I went to the CSPA calculator and even consulted immigration lawyer to make sure he is covered with he CSPA act, and I was told YES he is still in under the protection of the law to keep the same priority as minor child of green card holder. Accdg to the lawyers I talked to 3 different immigration lawyer he is still considered inn his 20 years old age.
So i wrote the NVC throught their website and attached all documents including the transcript of the CSPA law.
My questions are the following:
1. Does NVC considers this kind of overlooked on their part?
2. Does NVC answer quiry like this?
3. Do have chance that they will reverse it back to the original visa category under minor children since my son is protected by the law of CSP act?
4. Does anyonehad the same experience where NVC changed the visa category then reverse it back due to they overlooked the law?
Here are detailed info of my immigration filing:

USCIS I30 FILED : MAY 12, 2017 ( SONS AGE DURING FILING IS 19 YEARS AND 23 MONTHS)
USCIS PRIIORITY DATE: MAY 12, 2017
USCIS APPROVAL OF I30: MARCH 01, 2019 UNDER MINOR CHILDRE BELOW 21 OF GREEN CARD HOLDER UNAMRRIED SONS
SONS BIRTHDAY; MAY 24, 1997 ..HE WILL BE 22 THIS MONTH
I hope guys you can share me your experience.
Thank you
Adsdmd
 

SusieQQQ

Well-Known Member
#32
Yes, agreed he is still protected (the S in CSPA stands for “status” not “special” by the way). In addition to writing to nvc I would suggest you follow up with a phone call to them. I do know of people who have had this successfully changed back so you should be good with this.
 
#34
our approve family petition (f4 type ) arrived last march 2019 from nvc.our priority date is dec.18 1997, my name is included on the petition and need to pay 325usd.my question is .am i still eligible for the petition.bec.im age out already. and i think cspa is not applicable on f4 type visa. .my bday is feb 5 1987.and btw im from the philippines.thankz
 

SusieQQQ

Well-Known Member
#35
our approve family petition (f4 type ) arrived last march 2019 from nvc.our priority date is dec.18 1997, my name is included on the petition and need to pay 325usd.my question is .am i still eligible for the petition.bec.im age out already. and i think cspa is not applicable on f4 type visa. .my bday is feb 5 1987.and btw im from the philippines.thankz
CSPA is applicable to all family-based visas including F4. Its impossible to calculate your CSPA age without the approval date.
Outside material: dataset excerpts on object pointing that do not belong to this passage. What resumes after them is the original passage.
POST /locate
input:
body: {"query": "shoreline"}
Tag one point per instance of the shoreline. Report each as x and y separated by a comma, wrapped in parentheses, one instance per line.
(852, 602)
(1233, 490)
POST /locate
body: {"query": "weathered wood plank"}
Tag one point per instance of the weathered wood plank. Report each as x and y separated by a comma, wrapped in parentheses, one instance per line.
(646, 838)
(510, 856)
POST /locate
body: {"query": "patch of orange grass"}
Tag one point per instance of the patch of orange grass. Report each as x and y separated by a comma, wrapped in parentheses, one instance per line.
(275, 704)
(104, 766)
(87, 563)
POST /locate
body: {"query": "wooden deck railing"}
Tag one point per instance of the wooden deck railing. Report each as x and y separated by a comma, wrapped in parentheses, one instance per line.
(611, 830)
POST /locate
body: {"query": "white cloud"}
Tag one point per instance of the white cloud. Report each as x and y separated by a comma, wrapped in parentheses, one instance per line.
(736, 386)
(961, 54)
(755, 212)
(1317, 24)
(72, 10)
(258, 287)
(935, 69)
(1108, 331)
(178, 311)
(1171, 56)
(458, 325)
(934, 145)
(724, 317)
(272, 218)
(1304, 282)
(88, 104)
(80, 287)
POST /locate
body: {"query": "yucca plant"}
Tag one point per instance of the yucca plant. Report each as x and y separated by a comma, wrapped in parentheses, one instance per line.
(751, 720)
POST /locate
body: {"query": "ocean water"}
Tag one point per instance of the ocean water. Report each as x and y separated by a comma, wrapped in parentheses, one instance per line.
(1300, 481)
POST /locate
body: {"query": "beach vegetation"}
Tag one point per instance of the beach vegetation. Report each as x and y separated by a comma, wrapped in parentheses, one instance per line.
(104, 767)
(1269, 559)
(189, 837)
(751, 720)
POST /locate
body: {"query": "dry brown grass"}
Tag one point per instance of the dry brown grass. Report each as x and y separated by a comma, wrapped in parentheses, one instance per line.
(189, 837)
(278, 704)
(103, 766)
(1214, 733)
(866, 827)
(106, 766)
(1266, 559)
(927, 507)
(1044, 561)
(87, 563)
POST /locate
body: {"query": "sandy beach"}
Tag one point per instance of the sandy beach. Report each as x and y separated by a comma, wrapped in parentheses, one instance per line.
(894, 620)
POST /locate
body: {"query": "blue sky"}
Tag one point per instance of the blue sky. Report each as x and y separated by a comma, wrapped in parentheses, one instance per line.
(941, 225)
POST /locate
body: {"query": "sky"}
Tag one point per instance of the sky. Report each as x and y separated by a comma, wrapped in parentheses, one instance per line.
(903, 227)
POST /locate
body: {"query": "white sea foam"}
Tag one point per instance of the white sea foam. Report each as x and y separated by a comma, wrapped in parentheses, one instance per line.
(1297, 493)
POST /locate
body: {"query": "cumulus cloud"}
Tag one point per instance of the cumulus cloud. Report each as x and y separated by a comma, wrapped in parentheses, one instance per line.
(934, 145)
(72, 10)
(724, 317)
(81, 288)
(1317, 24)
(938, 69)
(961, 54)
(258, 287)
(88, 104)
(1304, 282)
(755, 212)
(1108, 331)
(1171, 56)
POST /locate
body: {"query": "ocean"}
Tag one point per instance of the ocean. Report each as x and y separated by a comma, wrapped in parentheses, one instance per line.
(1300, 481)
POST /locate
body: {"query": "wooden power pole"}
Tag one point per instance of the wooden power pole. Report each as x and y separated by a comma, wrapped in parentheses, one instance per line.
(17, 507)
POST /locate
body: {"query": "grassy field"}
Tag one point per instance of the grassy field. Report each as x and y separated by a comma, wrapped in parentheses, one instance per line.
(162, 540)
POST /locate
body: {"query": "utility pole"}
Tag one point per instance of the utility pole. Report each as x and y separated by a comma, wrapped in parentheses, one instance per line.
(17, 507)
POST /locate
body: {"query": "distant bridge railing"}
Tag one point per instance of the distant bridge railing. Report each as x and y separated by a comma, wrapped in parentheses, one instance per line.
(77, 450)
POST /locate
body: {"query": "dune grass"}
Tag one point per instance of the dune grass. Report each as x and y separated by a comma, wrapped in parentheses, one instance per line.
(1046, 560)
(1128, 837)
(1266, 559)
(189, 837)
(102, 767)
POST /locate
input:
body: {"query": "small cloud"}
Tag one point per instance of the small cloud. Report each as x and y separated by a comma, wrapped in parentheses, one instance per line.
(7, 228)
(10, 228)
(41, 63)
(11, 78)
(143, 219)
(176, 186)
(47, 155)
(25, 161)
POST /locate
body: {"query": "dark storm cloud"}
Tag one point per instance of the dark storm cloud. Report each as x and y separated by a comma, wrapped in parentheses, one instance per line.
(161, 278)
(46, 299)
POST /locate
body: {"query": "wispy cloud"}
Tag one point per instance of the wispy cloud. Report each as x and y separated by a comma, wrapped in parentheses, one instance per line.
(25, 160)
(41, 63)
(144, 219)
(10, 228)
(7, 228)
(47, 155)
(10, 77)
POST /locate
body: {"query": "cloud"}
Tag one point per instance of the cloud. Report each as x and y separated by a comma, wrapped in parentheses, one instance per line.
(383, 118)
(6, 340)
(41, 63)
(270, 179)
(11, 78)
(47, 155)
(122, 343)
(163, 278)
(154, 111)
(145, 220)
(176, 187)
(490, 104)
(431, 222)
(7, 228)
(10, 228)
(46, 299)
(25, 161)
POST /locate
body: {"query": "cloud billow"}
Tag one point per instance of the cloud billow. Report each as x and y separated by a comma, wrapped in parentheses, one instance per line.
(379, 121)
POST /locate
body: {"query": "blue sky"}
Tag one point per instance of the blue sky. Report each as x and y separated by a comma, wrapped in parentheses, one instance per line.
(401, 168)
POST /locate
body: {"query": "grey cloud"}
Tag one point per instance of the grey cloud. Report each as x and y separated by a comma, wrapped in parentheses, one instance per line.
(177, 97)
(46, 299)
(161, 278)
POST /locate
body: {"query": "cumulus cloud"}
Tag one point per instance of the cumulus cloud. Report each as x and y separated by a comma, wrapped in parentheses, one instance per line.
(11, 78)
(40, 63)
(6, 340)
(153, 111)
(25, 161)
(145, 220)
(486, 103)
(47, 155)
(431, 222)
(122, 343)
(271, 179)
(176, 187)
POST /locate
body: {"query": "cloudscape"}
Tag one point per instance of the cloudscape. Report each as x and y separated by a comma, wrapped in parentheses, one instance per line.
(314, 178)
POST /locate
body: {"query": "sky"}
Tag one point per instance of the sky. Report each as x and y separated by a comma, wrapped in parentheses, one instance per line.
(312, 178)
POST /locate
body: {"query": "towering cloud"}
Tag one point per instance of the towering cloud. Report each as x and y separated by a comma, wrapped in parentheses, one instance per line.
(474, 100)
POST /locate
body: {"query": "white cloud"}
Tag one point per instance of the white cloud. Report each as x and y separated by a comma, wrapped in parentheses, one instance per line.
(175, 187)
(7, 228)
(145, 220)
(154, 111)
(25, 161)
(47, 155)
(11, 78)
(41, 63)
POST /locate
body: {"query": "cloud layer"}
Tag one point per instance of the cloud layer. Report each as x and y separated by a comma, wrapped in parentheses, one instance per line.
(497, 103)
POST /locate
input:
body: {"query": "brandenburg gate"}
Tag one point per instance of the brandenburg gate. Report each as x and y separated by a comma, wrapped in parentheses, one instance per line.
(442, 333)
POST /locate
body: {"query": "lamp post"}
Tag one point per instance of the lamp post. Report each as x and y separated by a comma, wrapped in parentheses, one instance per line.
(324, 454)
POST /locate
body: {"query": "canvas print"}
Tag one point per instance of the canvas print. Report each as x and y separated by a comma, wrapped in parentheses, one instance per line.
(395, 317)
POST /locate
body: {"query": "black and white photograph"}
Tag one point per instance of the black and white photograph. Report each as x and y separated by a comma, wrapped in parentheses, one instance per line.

This is not the letter from NVC you received, it is the i797 uscis would have went sometime in the past to say the petition was approved. Bear in mind your priority date is still not current so any calculation made now can only be approximate.
 
#36
but the letter is from NVC with the case number included in the letter..and telling us that we could process our visa and paid the fee.we already got i797 almost a decades ago.
 

SusieQQQ

Well-Known Member
#37
but the letter is from NVC with the case number included in the letter..and telling us that we could process our visa and paid the fee.we already got i797 almost a decades ago.
The approval letter is the I797 stating the case was approved. (It would have been the second notification, after the one that you should have got quite soon after the priority date notifying you of receipt of the case.) It is not surprising if it came a decade or so ago with a priority date in 1997. The date of that notice is what is needed to calculate CSPA age.
 
#39
^ I have a similar concern. I am from the Philippines too and we just received our letter from the US embassy that we can process our application online using the given case # and invoice.